Attending to the Mostert accident marked another chapter for the experienced Dr Le, who is based in Melbourne and has completed Ironman challenges. He first volunteered at the Albert Park circuit in 1997 for the Formula 1 Australian Grand Prix. He eventually became the chief medical officer at Phillip Island circuit, and has also performed the same role at the Singapore Grand Prix in 2008 and have continued with this role.
Innovation is also a key interest for Dr Le, who continues to pioneer new methods of driver extrication, such as his ‘3-on-3’ technique.
He has also tapped into the wider community, releasing a seven-minute video explainer of the current COVID-19 outbreak and measures needed to be taken in order to help avoid the spread of the virus.
At the very least, at a race meeting once the lights go green, Dr Le is in the passenger seat in the medical car. In the event of a driver being unable to get out of the car following an accident, Dr Le is scrambled by race control to attend the scene and help the driver.

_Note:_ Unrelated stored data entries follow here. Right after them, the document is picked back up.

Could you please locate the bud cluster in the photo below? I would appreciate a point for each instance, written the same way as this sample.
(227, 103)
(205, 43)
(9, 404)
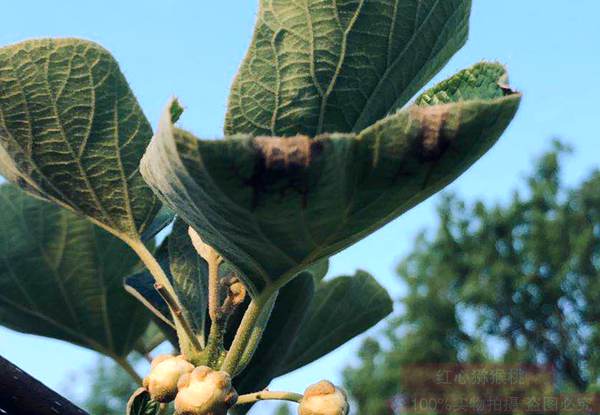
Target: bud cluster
(196, 390)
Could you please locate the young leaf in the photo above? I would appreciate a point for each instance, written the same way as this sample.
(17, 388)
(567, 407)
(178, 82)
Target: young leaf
(273, 206)
(326, 66)
(187, 272)
(61, 276)
(72, 132)
(141, 403)
(342, 309)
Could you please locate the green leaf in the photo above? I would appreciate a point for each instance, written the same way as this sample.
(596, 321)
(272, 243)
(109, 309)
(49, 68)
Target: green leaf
(72, 132)
(326, 66)
(280, 334)
(273, 206)
(140, 403)
(61, 276)
(319, 269)
(153, 337)
(187, 272)
(342, 309)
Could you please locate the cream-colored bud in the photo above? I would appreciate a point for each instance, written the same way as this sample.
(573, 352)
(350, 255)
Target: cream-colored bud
(205, 392)
(323, 398)
(164, 373)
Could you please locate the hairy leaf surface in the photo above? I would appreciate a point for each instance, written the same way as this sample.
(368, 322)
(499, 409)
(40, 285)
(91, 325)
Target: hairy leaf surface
(188, 274)
(72, 132)
(272, 206)
(341, 309)
(331, 66)
(280, 334)
(62, 276)
(141, 403)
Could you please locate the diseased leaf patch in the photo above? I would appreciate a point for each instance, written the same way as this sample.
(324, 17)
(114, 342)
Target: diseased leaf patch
(72, 132)
(61, 276)
(273, 206)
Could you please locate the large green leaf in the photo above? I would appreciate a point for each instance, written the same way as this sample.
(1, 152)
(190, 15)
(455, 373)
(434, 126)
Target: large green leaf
(140, 403)
(272, 206)
(326, 66)
(72, 132)
(62, 276)
(342, 309)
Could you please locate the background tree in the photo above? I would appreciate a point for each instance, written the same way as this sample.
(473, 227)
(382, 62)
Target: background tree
(507, 283)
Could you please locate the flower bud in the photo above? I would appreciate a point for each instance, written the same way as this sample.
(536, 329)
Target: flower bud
(323, 398)
(164, 373)
(205, 392)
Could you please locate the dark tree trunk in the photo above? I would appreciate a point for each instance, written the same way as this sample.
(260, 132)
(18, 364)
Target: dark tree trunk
(21, 394)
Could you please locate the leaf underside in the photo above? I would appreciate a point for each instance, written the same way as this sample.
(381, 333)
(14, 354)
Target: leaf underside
(72, 132)
(342, 308)
(308, 323)
(323, 66)
(272, 206)
(61, 277)
(140, 403)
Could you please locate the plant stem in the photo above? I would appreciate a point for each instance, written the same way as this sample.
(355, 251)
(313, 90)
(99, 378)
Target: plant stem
(269, 396)
(168, 292)
(122, 361)
(249, 333)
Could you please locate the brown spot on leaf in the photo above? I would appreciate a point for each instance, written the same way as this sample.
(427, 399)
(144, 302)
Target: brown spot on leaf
(324, 387)
(286, 152)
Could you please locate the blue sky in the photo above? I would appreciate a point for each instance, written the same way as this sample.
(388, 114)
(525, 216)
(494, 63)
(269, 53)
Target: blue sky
(192, 49)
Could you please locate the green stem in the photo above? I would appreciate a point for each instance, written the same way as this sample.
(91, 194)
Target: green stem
(122, 361)
(213, 288)
(269, 396)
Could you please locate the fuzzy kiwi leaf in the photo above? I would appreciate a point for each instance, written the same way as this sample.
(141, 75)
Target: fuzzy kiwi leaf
(61, 276)
(274, 206)
(72, 132)
(187, 272)
(140, 403)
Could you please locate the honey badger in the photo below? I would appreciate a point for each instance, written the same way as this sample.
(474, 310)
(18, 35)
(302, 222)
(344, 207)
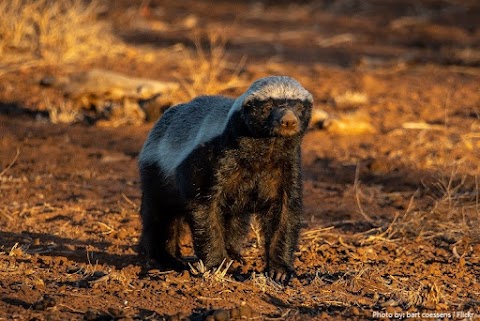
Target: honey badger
(215, 161)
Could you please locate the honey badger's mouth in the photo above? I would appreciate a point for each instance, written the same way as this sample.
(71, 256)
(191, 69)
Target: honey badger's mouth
(286, 125)
(282, 131)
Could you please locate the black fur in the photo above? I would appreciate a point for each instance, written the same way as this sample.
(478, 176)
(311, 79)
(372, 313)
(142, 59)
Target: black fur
(254, 166)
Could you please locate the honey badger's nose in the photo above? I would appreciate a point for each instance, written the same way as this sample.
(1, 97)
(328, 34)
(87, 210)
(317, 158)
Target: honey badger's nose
(289, 120)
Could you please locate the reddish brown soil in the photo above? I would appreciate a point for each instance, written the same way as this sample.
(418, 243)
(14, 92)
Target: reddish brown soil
(391, 214)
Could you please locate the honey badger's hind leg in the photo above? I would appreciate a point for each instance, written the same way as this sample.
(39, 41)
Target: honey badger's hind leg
(236, 229)
(162, 214)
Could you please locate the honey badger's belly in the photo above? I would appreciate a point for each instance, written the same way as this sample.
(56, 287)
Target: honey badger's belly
(247, 177)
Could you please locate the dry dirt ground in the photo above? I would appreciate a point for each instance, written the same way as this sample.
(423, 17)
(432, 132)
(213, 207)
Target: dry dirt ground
(391, 225)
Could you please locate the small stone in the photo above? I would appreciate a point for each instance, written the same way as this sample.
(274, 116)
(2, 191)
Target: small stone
(116, 313)
(355, 311)
(235, 313)
(245, 311)
(221, 315)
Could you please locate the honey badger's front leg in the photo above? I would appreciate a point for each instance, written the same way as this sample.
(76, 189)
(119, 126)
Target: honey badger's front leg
(281, 228)
(207, 225)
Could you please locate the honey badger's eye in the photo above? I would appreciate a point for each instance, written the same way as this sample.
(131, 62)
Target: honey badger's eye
(268, 106)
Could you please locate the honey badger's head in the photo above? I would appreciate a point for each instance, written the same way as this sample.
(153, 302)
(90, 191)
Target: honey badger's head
(276, 106)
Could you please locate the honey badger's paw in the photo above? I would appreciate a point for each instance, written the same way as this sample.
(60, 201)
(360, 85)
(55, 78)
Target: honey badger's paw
(280, 275)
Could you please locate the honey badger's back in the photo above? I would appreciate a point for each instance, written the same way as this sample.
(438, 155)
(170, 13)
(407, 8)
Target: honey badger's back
(182, 128)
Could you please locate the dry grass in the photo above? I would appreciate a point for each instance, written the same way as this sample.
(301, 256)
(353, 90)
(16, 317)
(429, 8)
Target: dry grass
(454, 213)
(64, 113)
(53, 31)
(208, 70)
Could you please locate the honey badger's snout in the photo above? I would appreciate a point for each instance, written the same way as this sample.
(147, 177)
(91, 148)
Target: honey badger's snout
(287, 123)
(289, 120)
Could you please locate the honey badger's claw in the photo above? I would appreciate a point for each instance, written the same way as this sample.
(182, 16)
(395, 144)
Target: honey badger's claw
(280, 276)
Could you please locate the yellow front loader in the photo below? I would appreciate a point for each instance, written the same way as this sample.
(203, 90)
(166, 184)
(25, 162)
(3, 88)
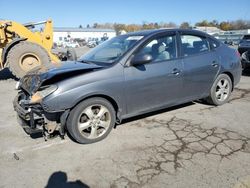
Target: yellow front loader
(22, 49)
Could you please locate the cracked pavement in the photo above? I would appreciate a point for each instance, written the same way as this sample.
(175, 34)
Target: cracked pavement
(191, 145)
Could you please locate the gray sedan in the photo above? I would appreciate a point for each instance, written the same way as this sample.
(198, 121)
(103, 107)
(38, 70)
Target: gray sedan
(123, 77)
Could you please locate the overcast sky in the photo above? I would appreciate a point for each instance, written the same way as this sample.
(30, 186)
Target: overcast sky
(72, 13)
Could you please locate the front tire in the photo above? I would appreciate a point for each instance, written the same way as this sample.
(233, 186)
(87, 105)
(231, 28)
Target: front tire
(220, 91)
(91, 120)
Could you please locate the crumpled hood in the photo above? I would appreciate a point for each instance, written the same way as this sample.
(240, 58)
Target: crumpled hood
(34, 79)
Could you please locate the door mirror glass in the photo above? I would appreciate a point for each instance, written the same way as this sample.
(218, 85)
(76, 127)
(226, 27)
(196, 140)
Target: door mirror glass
(140, 59)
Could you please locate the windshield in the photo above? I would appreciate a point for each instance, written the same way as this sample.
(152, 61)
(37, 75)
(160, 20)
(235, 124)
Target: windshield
(111, 50)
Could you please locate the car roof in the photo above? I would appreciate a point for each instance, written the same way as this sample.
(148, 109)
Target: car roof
(158, 31)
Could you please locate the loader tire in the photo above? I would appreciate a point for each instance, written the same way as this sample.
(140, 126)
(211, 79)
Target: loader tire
(26, 56)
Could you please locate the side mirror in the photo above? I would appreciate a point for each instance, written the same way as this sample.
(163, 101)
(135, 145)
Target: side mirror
(140, 59)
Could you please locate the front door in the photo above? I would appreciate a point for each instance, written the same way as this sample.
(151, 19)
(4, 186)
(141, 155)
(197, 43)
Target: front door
(200, 65)
(157, 83)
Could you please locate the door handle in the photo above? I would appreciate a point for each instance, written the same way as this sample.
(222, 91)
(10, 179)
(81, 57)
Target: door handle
(215, 64)
(176, 71)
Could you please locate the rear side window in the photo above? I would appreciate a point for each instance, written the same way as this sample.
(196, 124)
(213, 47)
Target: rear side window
(192, 44)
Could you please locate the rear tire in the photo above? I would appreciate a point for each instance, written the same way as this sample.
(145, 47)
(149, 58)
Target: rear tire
(26, 56)
(220, 91)
(91, 120)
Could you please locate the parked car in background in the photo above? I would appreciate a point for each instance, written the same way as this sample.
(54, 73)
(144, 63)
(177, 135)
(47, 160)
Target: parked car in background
(123, 77)
(70, 44)
(92, 44)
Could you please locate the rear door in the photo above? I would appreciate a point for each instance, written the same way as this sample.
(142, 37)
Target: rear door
(200, 65)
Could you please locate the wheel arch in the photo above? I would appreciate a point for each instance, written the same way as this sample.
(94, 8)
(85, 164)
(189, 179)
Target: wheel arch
(8, 48)
(231, 77)
(108, 98)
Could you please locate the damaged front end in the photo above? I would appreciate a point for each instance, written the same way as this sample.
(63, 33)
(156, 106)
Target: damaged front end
(33, 114)
(34, 118)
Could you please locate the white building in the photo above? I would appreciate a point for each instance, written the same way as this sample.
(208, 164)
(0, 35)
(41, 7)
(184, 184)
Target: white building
(67, 33)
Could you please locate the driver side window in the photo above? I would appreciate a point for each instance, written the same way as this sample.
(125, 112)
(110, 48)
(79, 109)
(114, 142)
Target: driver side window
(160, 48)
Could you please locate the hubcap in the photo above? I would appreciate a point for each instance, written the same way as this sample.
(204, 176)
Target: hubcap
(222, 90)
(94, 121)
(29, 61)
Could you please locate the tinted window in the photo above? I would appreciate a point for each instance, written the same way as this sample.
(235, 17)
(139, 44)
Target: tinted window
(111, 50)
(213, 43)
(247, 37)
(161, 48)
(193, 45)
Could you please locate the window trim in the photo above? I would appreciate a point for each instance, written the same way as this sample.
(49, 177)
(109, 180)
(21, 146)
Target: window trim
(160, 35)
(192, 34)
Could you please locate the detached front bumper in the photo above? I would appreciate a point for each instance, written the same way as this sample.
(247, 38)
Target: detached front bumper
(30, 116)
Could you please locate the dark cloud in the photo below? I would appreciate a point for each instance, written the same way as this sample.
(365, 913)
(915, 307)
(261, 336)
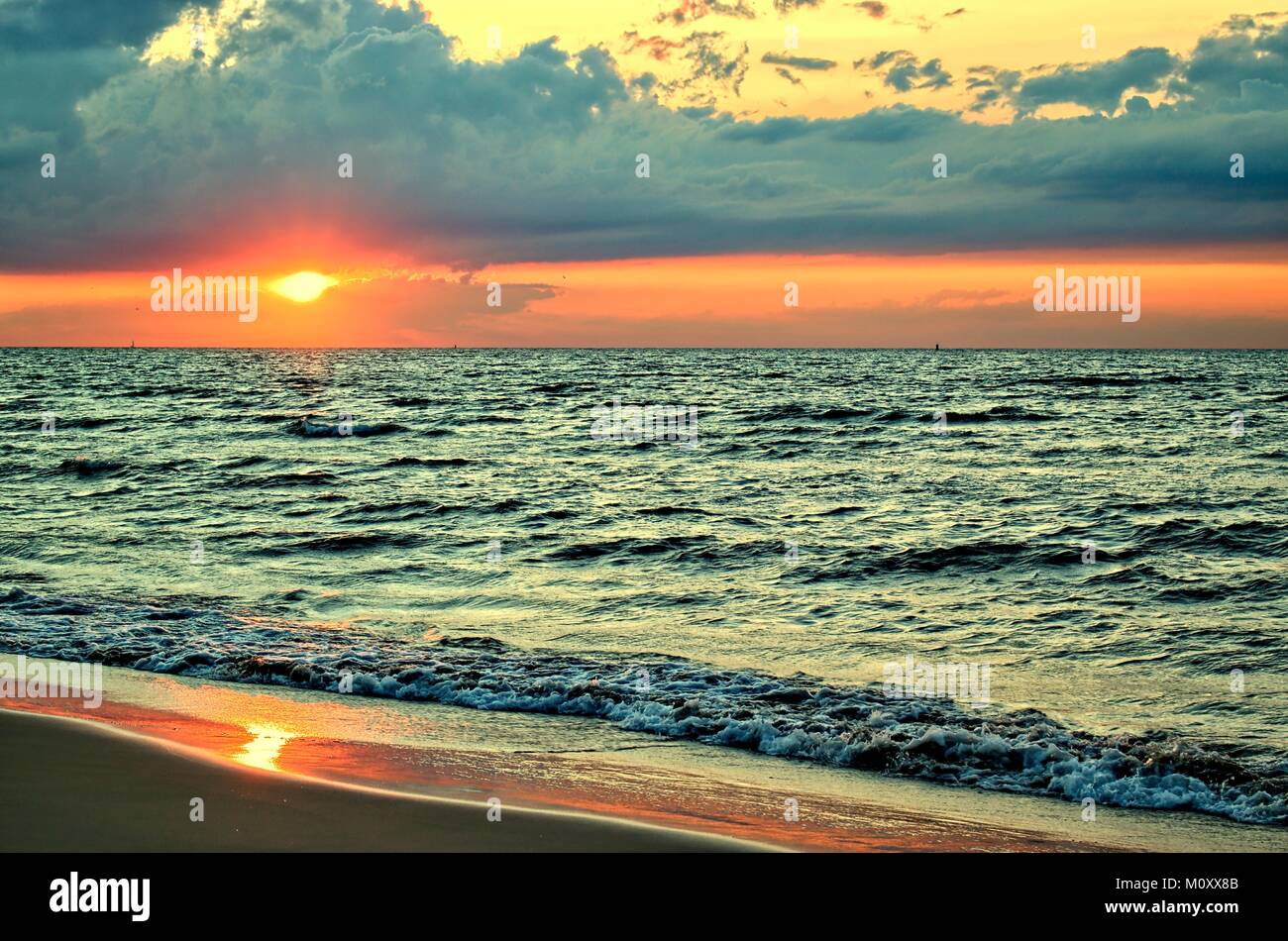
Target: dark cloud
(715, 62)
(786, 7)
(798, 62)
(532, 157)
(1099, 86)
(903, 71)
(690, 11)
(53, 25)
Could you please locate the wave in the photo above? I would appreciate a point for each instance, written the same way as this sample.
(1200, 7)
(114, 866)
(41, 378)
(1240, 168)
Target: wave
(797, 411)
(86, 467)
(428, 463)
(307, 428)
(798, 717)
(996, 413)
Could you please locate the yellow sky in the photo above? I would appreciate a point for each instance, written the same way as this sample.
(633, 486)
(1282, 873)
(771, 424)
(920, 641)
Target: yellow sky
(1003, 34)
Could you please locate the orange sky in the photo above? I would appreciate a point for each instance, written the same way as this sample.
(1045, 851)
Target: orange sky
(219, 157)
(956, 300)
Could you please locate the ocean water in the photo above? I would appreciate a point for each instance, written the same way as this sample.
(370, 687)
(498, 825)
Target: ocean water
(1099, 538)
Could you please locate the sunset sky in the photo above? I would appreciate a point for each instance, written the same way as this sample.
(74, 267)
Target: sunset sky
(789, 141)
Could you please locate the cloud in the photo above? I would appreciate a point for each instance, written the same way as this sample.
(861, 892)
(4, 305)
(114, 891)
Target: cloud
(786, 7)
(872, 8)
(798, 62)
(903, 71)
(532, 157)
(1099, 86)
(715, 60)
(690, 11)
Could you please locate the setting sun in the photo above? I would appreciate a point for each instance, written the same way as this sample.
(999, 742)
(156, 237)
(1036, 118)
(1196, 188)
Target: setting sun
(303, 286)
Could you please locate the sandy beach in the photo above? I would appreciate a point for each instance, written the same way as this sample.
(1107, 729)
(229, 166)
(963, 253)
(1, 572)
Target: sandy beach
(94, 787)
(294, 770)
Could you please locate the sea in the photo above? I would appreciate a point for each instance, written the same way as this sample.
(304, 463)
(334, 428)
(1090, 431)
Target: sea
(1054, 573)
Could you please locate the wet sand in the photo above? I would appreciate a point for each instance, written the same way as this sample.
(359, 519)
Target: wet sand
(84, 786)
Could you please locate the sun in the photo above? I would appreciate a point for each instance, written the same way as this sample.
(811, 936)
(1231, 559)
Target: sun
(303, 287)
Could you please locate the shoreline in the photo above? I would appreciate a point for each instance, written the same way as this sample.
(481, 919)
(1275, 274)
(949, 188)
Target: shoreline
(99, 789)
(257, 740)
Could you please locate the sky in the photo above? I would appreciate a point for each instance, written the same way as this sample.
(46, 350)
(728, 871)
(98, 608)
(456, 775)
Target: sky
(657, 172)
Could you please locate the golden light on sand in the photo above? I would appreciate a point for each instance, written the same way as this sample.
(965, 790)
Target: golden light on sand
(303, 287)
(265, 748)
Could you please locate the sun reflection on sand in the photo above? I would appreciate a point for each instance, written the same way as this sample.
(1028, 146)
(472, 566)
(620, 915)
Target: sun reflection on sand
(265, 748)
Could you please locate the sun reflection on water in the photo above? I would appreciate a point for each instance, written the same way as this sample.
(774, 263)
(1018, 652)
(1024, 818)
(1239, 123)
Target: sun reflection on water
(265, 748)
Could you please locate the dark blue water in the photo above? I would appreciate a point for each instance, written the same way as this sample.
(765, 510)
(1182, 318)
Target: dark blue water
(1098, 533)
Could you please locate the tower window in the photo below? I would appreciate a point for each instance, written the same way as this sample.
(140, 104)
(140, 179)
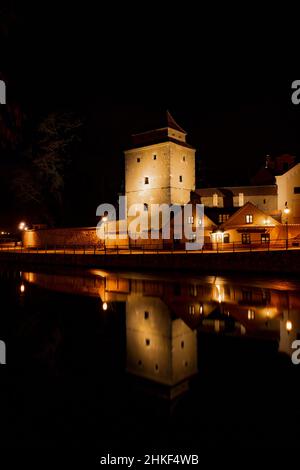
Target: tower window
(241, 199)
(191, 309)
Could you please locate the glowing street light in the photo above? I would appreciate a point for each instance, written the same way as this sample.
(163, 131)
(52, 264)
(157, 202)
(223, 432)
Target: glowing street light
(286, 211)
(23, 226)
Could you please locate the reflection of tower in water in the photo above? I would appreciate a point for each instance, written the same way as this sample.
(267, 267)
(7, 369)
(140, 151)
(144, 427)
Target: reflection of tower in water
(160, 347)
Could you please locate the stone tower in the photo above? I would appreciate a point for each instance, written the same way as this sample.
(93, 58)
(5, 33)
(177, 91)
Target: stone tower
(160, 166)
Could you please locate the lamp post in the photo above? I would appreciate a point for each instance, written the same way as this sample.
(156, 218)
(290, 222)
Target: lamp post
(286, 212)
(104, 220)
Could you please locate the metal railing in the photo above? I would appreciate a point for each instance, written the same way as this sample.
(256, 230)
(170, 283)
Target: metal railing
(233, 247)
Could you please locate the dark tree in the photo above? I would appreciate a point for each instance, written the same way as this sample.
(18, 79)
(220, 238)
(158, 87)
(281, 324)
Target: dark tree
(39, 181)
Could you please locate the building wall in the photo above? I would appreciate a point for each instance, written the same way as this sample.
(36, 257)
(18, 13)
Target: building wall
(163, 173)
(265, 203)
(60, 237)
(286, 184)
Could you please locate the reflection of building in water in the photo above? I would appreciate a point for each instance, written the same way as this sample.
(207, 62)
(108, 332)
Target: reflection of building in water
(160, 347)
(166, 312)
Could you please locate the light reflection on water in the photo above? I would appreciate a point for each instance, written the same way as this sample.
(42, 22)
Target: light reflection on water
(164, 314)
(114, 344)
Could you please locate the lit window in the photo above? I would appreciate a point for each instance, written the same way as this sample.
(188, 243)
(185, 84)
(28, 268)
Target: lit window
(241, 199)
(215, 200)
(265, 237)
(223, 218)
(251, 314)
(191, 309)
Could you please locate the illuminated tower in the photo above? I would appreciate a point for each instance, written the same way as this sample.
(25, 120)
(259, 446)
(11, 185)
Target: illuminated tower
(160, 166)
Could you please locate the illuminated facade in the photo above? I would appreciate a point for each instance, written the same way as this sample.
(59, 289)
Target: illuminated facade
(160, 166)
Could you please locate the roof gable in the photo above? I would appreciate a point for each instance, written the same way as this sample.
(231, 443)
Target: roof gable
(249, 208)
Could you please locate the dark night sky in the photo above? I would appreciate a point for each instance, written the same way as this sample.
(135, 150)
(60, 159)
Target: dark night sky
(120, 74)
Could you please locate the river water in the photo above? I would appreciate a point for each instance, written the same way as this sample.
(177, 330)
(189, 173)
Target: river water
(103, 360)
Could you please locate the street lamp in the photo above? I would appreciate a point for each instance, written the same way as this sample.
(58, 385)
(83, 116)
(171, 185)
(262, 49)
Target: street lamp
(286, 212)
(22, 226)
(104, 219)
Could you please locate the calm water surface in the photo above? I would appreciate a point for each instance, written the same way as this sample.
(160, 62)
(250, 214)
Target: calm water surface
(104, 360)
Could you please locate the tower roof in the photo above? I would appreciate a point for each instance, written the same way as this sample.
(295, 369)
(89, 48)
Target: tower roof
(157, 128)
(173, 124)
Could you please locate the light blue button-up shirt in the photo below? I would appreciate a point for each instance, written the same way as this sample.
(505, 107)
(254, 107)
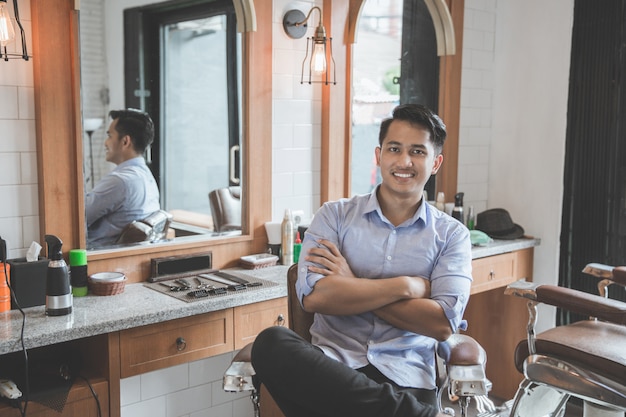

What makes Dr Le’s role so critical is that he is familiar with the drivers and the cars, which allows for a standardisation of his services across all events. In Mostert’s case – as seen on Supercars Life – Dr Le was informed the driver had suffered a suspected leg break.
The footage shown in the Supercars Life episode is taken from a mounted GoPro on Dr Le’s helmet. There, he is seen arriving at the scene and is briefed about possible injuries to Mostert.
When arriving on the scene, Dr Le will already have an understanding on what he and safety crews will be dealing with. Notably, in the event of a serious accident – like Mostert’s – there will have been certain stresses on safety devices surrounding the driver.
Still, Dr Le and crews can’t make full assessments on a driver’s condition until they are extricated from the car, as they are compromised inside the compact cockpit, which is obscured by the roll cage.
Depending on how serious an incident is, Dr Le will accompany the driver as they head to the medical centre or the local hospital, where he will work with the local medical providers.
Dr Le also has a major influence away from crash sites, as he educates local medical teams and keeps and eye on drivers post-accident – notably, despite Scott McLaughlin walking from the wreckage of his monster Gold Coast shunt last year, Dr Le sent the Shell V-Power Racing star to Gold Coast’s University Hospital for further scans after he noticed the Kiwi driver slurring and misplacing words in two TV interviews directly after.
The respect for Dr Le in the paddock is strong, as exemplified by Tickford team boss Tim Edwards, who told the broadcast at the time of 2015 accident: “It looks like [Mostert has] broken his upper leg and his wrist as well. They’re just looking to airlift him to Orange at the moment.
“He’s in great hands with Dr Carl, obviously. It’s pretty disappointing, but broken bones will heal. Dr Carl looks after the drivers whether they’ve got a sore head or a stubbed toe. You don’t like to call on him for these more serious ones but it is great that he comes to all our rounds and looks after us all.”